Appelle an das globale Umweltbewusstsein haben heute Hochkonjunktur. Was dahinter zurücktritt, sind Appelle an die Menschlichkeit sowie Aufforderungen, das Wohl und den Lebensstandard der Menschen zu verbessern. In den Gedankengängen der ergrünten Öffentlichkeit gelten lokale Bevölkerungsgruppen am ehesten in ihrer traditionellen Lebensweise als „schützenswert“, nicht jedoch, wenn sie sich mehr Entwicklung und Wohlstand wünschen. Es wird deutlich, dass sich das moderne Umweltschutzdenken immer weiter von menschlichen Regungen löst, von humanistischen oder demokratischen Erwägungen ganz zu schweigen. Während der „humanitäre Interventionismus“ der 1990er-Jahre sich noch anhand solcher Ziele zu rechtfertigen versuchte, hat der sich entwickelnde grüne Imperialismus diese inhaltliche Fessel abgelegt.
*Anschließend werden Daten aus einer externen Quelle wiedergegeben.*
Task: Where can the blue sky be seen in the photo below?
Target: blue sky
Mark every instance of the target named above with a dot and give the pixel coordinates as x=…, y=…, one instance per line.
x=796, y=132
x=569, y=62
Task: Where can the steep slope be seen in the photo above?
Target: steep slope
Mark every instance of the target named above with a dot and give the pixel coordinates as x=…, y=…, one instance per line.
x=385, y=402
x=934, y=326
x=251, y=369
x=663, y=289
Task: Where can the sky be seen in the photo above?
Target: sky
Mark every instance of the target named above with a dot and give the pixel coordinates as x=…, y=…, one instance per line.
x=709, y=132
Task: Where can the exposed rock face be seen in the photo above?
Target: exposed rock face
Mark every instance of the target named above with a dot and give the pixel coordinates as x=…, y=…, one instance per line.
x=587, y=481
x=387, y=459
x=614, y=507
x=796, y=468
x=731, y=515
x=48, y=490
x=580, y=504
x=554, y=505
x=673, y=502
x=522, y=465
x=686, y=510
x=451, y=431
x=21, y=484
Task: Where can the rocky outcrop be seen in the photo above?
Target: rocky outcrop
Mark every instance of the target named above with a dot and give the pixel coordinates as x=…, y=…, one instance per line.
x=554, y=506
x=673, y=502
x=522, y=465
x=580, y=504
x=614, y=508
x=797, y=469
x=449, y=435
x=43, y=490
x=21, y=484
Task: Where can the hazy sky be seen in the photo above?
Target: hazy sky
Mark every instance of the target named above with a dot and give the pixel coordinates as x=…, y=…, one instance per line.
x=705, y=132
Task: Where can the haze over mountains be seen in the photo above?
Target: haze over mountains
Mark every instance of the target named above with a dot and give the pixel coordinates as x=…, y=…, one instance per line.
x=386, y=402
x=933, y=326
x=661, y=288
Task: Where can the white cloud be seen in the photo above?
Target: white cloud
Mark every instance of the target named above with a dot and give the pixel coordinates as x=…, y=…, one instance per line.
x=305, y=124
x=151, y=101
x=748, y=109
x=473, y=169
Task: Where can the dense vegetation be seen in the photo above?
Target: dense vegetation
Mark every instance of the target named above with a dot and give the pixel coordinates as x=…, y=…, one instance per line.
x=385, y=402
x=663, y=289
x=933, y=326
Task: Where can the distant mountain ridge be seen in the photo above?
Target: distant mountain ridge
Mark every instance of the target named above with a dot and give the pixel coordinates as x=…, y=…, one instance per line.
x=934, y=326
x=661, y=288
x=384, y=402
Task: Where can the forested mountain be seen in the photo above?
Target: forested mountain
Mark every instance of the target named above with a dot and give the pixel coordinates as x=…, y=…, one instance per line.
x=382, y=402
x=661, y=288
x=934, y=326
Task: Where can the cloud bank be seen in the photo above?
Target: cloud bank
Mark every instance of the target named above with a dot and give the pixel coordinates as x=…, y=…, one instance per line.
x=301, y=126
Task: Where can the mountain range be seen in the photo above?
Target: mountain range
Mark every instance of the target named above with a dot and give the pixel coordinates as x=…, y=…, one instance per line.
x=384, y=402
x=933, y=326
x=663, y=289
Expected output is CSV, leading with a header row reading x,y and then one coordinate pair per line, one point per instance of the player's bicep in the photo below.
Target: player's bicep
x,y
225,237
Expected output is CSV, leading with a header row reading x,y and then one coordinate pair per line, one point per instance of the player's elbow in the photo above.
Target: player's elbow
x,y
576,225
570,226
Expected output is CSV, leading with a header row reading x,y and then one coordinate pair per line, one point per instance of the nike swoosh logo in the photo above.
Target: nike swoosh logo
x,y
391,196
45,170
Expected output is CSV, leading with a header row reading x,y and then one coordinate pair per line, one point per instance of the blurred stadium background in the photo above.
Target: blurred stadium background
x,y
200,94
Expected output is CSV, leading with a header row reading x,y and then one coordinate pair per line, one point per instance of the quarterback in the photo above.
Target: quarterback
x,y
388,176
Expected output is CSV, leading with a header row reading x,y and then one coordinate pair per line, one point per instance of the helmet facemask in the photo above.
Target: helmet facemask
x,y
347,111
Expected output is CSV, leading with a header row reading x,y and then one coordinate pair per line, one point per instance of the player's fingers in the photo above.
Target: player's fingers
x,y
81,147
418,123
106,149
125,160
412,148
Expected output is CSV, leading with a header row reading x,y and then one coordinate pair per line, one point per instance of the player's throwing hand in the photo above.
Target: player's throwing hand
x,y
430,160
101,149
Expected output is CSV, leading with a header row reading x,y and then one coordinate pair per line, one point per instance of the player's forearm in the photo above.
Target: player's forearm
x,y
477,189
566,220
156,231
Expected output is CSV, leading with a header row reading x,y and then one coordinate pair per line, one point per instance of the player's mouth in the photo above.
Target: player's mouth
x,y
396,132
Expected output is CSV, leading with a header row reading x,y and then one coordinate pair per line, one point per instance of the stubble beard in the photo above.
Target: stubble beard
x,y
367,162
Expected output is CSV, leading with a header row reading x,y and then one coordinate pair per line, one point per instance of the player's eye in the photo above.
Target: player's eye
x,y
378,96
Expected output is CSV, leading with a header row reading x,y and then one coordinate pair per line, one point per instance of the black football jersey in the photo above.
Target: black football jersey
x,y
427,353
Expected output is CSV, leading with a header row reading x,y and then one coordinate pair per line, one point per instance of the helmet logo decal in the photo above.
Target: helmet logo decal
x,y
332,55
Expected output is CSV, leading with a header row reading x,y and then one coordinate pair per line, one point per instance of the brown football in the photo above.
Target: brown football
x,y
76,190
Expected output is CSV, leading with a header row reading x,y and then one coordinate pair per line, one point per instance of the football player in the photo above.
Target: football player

So hat radikales grünes Denken das Potenzial, zu einer Legitimationsgrundlage für eine entfesselte globale Eimischungspolitik zur Errettung des Planeten zu werden.

Dieses sich ganz direkt über menschliche Interessen hinwegsetzende (Um-)Weltbewusstsein kann in seiner infantilen und noch bockig-graswurzeligen Frühform auf den Fridays-for-Future-Demonstrationen besichtigt werden. Die Nähe der Bewegung zu den mächtigen Institutionen der Welt und ihre Nichtbeachtung unliebsamer (gewählter) Politiker ist schon jetzt auffällig. Wenn diesem sehr inhumanen grünen Politikansatz nicht grundsätzlich und vehement entgegengetreten wird, kann er sich in den kommenden Jahren zu einem neuen und gefährlichen politischen Instrumentarium entwickeln. Ähnlich wie in der Ära der als „humanitaristisch“ gerechtfertigten Interventionspolitik der 1990er-Jahre ist auch heute Skepsis gegenüber vermeintlich weltenrettender Großpolitik angesagt, auch und gerade dann, wenn sie für sich reklamiert, im Namen Unschuldiger, Machtloser, „der Natur“ oder „der Zukunft unserer Kinder“ zu handeln. Seien Sie skeptisch und neugierig, denn sonst sehen Sie den Regenwald vor lauter Bäumen nicht.

 

Der Artikel ist in leicht gekürzter Fassung am 1. September 2019 in der Kolumne „Schöne Aussicht“ auf Cicero Online erschienen.